Nancy Ace - CivArchive (CivitAI Archive)

This lora produces the likeness of the model/porn star Nancy Ace.

Wan - v1.0: Just realized that I only captioned a few of the images with the keyword. It still works really well, but retraining a v1.1 model with all images captioned.

Training

I trained this lora on a 4090 using diffusion-pipe. I followed this tutorial to set diffusion-pipe up on my machine. Trained with 20 images at 1024x1024 and 800x1024px images for 30 epochs, rank 32, 10 repeats, using fp8_e4m3fn quant (see config.toml, dataset.toml below). Character/likeness loras seem to be best trained with images, while activities seem to best be trained with short videos. Then in order to mix the character with the activity, use both a character lora and an activity lora.

The images I used are a mixture of full body/clothed, full body/not clothed, and close ups of her face. I annotated manually, keeping the annotations simple and focusing on the the things I didn't want baked into the lora (pose, clothing, some surroundings). Training took around 4 hours.

Example annotation: "nancya is squatting on stairs with her legs spread wide. She is wearing a blue long sleeve jumper and white tennis shoes."

I'm really impressed with how Hunyuan reproduces both body likeness and facial likeness!
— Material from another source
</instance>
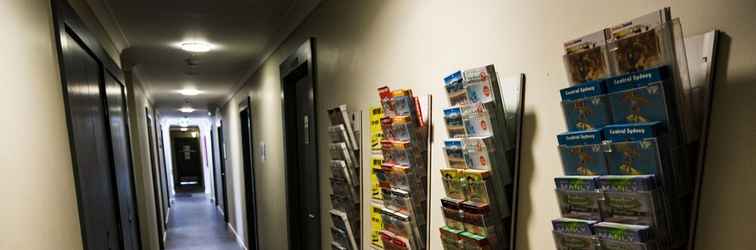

But facial likeness suffers a bit for full body shots. Not sure if this is a common problem with loras. I've seen some people suggest post processing with React to fix faces... my goal is to avoid doing that so I'll keep experimenting to make this better.

I'll also continue to experiment to determine how to generate a quality lora with the fewest images and (related) more quickly. My first pass at this included only non-clothed and close up face images. When using the resulting lora, I found that prompts that included clothing did not reproduce the character likeness. Continuing to experiment.

Generation

Videos can be generated using Kijai Hunyuan video nodes or built in comfy Hunyan nodes. I use Kijai because I feel it gives better results and more control. Download and drag videos to comfyui. Use Comfyui manager to install missing nodes.

Prompting: Use nancya as the keyword. Do not describe any features of her person/body (eg: don't use 'blonde straight hair', 'skinny', etc) since her likeness is already baked into the lora and using these terms often results in a different likeness being generated.

For example:

"nancya standing in front of a pool. She is wearing a red t-shirt and cut off jeans shorts."

Also, prompting for specific articles of clothing or body parts often helps frame the shot. If you want a full body shot, prompting for feet or shoes usually works. You can use 'full body shot' or 'close up shot', but I find that 'full body shot' doesn't always work.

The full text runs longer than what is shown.